Detailed information on this competition can be found on Kaggle website on the launch day in the mid of July, 2019. Participants can submit algorithms over a period of three months until October deadline, after which the organizers will work with Kaggle in selecting the top five entries. These winners will be awarded at the "Japanese Culture and AI" symposium to be held in Tokyo on November 11.
(*1) From “Wahon no Susume” Mitsutoshi Nakano, Iwanami Shinsho, (2011). Also refer to the press release from National Institute of Informatics entitled “Edo Jidai no Moji no Jikei Dataset wo Kokubunken tono Kyoudou de Kouchiku Kikai to Ningen no Gakushuu no tame no Open Data toshite Koukai” [Dataset of Pre-modern Character Shapes Published as Open Data for Human and Machine Learning in Cooperation with the National Institute of Japanese Literature]
(https://www.nii.ac.jp/userimg/press_20161117.pdf). (*2) Transcription of kuzushiji is a process whereby humans read kuzushiji and input the corresponding contemporary Japanese character. (*3)“Minna de Honkoku” (https://honkoku.org/) is a participatory (crowdsourced) transcription system mainly developed by Yuta Hashimoto, Assistant Professor of the National Museum of Japanese History, in cooperation with the Kyoto University Paleoseismology Study Group and Earthquake Research Institute at the University of Tokyo. This group also collaborate with CODH in a joint research project. (*4) For further details, see following websites.
The competition website (https://www.kaggle.com/c/kuzushiji-recognition)
#The competition page will be released on the launch day
CODH website (http://codh.rois.ac.jp/competition/kaggle/)
(*5)Headquartered in the US (and owned by Google), Kaggle (https://www.kaggle.com/) is the world’s largest platform for machine learning competitions. Competitions at Kaggle are held in an open research and development process wherein (1) corporations or researchers submit challenges they wish to solve and related data; (2) AI researchers and engineers worldwide submit algorithms to solve the challenges; (3) the submitted algorithms are ranked by performance, and winners are determined; and (4) winners share the outcome of the competition with the host and obtain the prize. (*6) The 23rd PRMU Algorithm Contest, 2019 Kuzushiji Recognition Challenge (https://sites.google.com/view/alcon2019) runs from May 31 to August 31, 2019, and is hosted by the IEICE Society of Pattern Recognition and Media Understanding (supported by the CODH).

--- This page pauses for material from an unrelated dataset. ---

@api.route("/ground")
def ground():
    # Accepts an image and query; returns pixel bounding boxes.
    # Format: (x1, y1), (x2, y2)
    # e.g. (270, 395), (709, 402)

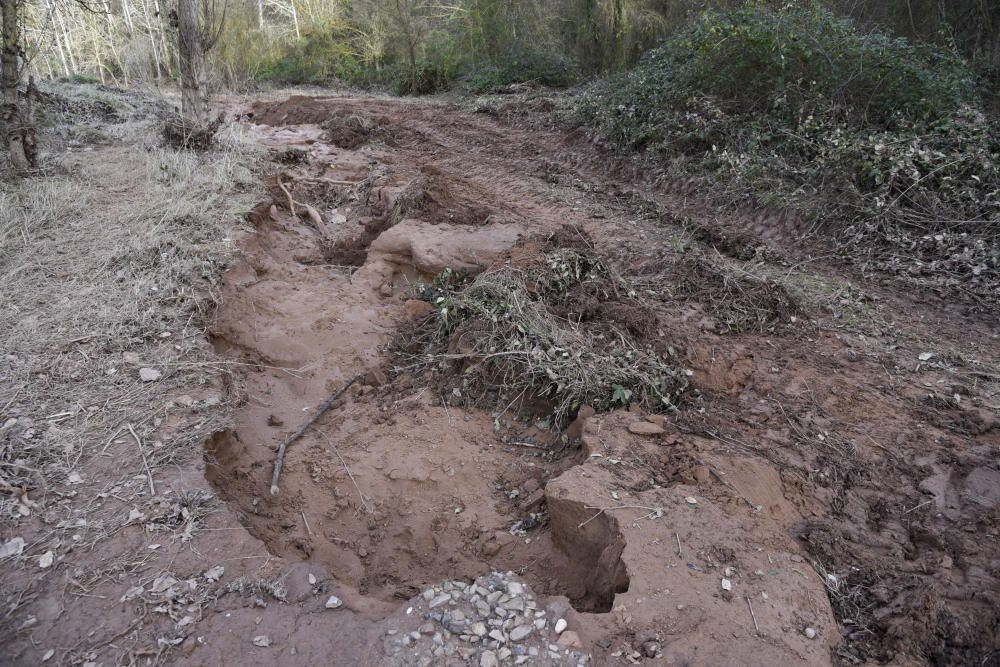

While it uses a similar dataset with the Kaggle competition’s, the difficulty of the challenge is different. (*7) “Data-driven research” is a research method for acquiring new knowledge from evidences obtained from the collection and analysis of (big) data, often by large-scale data processing such as machine learning (AI).
※This is a joint news release by the Research Organization of Information and Systems' Center for Open Data in the Humanities (CODH) at the Joint Support-Center for Data Science Research, the organization's National Institute of Informatics (NII) and National Institute of Japanese Literature (NIJL) at the National Institutes for the Humanities.